Summary
Charles Bukowski: The most beautiful woman in town
»I lived for ten years without a job. People gave me money, food, apartments where I stayed. Whether they thought I was an idiot or a genius didn't matter. I knew what I was. I was neither. What prompted people to give me gifts was of no concern to me. I have received gifts and I have received them without a sense of victory or/and coercion. My only setting was not to ask for anything... That's one of my problems: I've never fought for even the smallest trifle..." writes Bukowski in one of these 30, mostly autobiographical, stories. This, of course, means that we meet again with poets, pimps, drunkards, whores, gamblers, idlers and other friends of the author, whom he placed this time in a hotter environment: the stories are more aggressive, harder, more brutal, darker, and some are even shocking; some bring tears to the eyes - some from laughter, some from crying...
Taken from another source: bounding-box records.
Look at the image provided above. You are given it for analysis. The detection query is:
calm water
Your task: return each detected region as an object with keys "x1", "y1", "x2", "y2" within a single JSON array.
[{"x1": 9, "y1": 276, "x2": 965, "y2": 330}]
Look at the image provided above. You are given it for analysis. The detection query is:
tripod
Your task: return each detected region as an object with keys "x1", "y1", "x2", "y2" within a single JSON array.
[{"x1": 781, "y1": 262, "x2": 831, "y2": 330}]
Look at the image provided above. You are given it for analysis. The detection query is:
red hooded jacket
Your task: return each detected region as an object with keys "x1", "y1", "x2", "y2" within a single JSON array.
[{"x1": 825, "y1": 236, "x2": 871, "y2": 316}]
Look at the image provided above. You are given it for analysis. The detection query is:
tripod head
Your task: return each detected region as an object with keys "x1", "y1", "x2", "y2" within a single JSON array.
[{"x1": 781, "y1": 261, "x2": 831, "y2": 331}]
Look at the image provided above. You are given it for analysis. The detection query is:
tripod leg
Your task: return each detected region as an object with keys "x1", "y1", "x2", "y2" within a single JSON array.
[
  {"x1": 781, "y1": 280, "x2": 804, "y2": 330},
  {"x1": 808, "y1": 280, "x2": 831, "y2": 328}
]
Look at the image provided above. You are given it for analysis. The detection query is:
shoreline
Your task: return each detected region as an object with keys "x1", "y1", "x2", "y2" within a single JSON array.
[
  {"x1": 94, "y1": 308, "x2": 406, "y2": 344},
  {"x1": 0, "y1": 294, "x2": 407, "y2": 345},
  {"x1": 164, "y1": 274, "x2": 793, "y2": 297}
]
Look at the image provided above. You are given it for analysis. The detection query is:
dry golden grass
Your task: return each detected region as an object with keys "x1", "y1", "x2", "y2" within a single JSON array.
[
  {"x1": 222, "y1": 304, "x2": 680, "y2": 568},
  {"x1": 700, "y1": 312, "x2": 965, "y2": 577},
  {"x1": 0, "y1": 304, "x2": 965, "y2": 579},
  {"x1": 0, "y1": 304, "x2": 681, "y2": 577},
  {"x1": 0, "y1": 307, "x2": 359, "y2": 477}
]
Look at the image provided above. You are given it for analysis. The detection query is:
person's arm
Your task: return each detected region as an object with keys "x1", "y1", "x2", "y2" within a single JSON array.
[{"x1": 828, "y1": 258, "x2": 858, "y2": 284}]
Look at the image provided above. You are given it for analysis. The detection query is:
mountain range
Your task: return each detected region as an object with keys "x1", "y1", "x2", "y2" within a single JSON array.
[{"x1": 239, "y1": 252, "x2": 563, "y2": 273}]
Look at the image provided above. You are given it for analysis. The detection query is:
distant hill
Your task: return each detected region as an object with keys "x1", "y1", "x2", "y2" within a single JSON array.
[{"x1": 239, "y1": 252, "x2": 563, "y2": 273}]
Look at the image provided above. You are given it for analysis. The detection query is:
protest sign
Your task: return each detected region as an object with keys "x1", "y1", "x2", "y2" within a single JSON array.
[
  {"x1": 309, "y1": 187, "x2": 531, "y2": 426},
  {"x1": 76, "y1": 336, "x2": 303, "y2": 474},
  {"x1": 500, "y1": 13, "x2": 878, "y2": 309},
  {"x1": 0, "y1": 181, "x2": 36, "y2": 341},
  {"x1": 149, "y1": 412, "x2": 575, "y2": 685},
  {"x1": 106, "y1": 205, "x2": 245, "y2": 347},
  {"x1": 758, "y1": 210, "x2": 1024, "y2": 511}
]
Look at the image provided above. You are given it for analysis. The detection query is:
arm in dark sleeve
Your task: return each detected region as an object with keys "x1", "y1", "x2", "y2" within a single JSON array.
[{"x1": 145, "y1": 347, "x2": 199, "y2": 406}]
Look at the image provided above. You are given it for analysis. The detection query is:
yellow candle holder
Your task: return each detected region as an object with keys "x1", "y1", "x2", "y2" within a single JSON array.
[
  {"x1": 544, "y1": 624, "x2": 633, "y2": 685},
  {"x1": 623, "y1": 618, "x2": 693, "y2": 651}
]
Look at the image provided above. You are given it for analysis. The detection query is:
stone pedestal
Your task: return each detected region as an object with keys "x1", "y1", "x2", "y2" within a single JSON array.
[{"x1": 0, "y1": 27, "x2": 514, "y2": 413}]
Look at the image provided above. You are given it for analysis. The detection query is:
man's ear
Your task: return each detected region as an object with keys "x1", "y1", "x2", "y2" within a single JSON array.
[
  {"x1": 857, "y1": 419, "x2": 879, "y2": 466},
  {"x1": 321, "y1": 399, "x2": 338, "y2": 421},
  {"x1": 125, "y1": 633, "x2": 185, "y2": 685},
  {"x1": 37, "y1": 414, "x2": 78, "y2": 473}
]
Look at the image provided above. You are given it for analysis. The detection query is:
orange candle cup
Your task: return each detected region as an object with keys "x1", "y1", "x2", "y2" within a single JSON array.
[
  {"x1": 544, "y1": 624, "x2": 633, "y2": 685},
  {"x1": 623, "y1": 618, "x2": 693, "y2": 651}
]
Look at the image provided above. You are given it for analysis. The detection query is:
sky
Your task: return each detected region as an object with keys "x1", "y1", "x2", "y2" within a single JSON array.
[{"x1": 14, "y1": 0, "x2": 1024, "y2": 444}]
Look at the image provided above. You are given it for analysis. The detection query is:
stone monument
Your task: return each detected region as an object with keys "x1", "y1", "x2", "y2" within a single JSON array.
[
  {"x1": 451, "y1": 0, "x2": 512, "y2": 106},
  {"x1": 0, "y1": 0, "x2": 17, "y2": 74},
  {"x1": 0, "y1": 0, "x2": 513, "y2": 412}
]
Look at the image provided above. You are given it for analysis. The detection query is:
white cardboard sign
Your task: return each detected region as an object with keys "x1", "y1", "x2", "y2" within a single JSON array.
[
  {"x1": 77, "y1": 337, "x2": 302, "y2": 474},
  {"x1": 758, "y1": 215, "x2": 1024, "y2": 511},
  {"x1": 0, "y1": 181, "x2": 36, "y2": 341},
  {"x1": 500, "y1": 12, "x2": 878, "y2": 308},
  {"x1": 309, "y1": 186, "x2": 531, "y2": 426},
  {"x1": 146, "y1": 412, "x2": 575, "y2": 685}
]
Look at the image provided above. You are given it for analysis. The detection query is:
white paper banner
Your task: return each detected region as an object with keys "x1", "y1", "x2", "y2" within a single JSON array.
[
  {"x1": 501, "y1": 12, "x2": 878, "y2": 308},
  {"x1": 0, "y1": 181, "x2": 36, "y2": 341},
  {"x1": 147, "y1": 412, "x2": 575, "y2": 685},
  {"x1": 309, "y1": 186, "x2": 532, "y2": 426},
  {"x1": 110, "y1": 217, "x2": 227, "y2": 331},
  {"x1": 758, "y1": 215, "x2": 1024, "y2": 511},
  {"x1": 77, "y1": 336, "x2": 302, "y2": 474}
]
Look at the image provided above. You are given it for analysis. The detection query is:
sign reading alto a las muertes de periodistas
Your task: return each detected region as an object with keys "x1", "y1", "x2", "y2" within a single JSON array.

All in all, Bukowski proves once again that he is one of the most original talents of short stories - for some writers, not even five hundred pages are enough to say what he can easily write in ten. Anyone who reads this - in many ways the most beautiful - collection, will be able to testify to the unbearable lightness of the storytelling that the old scoundrel provides in his wacky notes.
At the end of this note, another typical Buk reflection: "And now, forgive me, dear readers, I'll go back to whores and horses and booze, while I still have time. If death is contained in them, then, in my opinion, it seems much less offensive to be responsible for your own death than to die from the death they bring to you decorated with phrases about Freedom and Democracy and Humanity and/or any or all of that Bullshit."